Jika pelanggan hendak membawa mereka keluar dari Apartemen Kalibata City, Ki Kumis memasang tarif Rp 2 hingga Rp 3 juta.

oleh Hanz Jimenez SalimAudrey Santoso diperbarui 27 Apr 2015, 00:08 WIB
Diterbitkan 27 Apr 2015, 00:08 WIB
Penyebab Terjadinya Praktik Prostitusi di Kos-kosan
Fakta yang mengkhawatirkan ternyata banyak apartemen yang di jadikan tempat praktik prostitusi terselubung.

Liputan6.com, Jakarta - Petugas Kepolisian Daerah Metropolitan Jakarta Raya (Polda Metro Jaya) mengungkap praktik prostitusi online yang menawarkan anak di bawah umur di Apartemen Kalibata City, Jakarta Selatan.

"Praktik prostitusi itu sudah berjalan 6 bulan," kata Direktur Reserse Kriminal Umum Polda Metro Jaya Komisaris Besar Polisi Heru Pranoto di Jakarta, Sabtu 25 April 2015.

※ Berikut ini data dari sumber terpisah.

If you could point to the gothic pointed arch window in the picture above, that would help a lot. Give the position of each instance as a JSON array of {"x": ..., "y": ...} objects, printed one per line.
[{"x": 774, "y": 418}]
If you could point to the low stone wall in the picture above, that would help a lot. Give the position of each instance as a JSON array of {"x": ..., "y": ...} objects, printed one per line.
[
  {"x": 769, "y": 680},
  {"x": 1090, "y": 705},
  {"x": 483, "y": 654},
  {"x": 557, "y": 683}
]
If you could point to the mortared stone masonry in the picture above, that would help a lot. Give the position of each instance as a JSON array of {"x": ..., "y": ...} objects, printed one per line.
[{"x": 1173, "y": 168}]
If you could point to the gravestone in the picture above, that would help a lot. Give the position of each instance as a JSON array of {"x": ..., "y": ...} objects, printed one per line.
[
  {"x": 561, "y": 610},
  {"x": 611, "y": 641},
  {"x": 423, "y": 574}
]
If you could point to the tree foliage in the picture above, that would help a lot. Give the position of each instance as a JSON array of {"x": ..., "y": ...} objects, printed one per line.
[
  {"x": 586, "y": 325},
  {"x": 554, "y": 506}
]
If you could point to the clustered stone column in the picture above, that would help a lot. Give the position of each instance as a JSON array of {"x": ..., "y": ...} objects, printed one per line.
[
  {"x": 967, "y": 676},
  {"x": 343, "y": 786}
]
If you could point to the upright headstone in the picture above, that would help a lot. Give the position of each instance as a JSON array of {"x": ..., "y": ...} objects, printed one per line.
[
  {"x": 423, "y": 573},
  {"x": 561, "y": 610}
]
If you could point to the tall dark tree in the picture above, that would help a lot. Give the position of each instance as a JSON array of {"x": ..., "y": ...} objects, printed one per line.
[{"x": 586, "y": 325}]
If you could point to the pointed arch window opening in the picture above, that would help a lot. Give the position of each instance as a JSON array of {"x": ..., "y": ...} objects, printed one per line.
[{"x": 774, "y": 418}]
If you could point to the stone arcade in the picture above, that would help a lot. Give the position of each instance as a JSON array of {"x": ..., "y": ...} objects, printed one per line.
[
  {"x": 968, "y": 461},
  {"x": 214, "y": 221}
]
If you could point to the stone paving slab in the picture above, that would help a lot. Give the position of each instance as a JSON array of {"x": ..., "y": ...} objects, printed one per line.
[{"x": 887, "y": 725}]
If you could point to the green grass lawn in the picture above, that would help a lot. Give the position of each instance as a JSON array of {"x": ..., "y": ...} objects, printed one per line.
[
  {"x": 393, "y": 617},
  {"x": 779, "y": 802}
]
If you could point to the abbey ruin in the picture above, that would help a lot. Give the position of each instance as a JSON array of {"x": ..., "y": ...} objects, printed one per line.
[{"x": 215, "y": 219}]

Heru mengatakan, petugas menggerebek 2 unit tower atau menara di Apartemen Kalibata City, yakni Nomor 05CT Tower Jasmine dan Nomor 08AU Tower Herbras pada Jumat 24 April 2015 malam.

Heru menyebutkan polisi meringkus seorang pria yang diduga 'tangan kanan' bos berinisial FMH (25) dan 6 orang pekerja seks berusia antara 14 tahun hingga 20 tahun.

Mereka adalah SN (16 tahun) asal Bojonggede, Bogor, NSP (14) asal Jakarta Pusat, MSP (17) asal Bogor, EM (19) asal Banyumas, Jawa Tengah, L (19) asal Bandung, Jawa Barat, dan CL (20) asal Medan, Sumatera Barat.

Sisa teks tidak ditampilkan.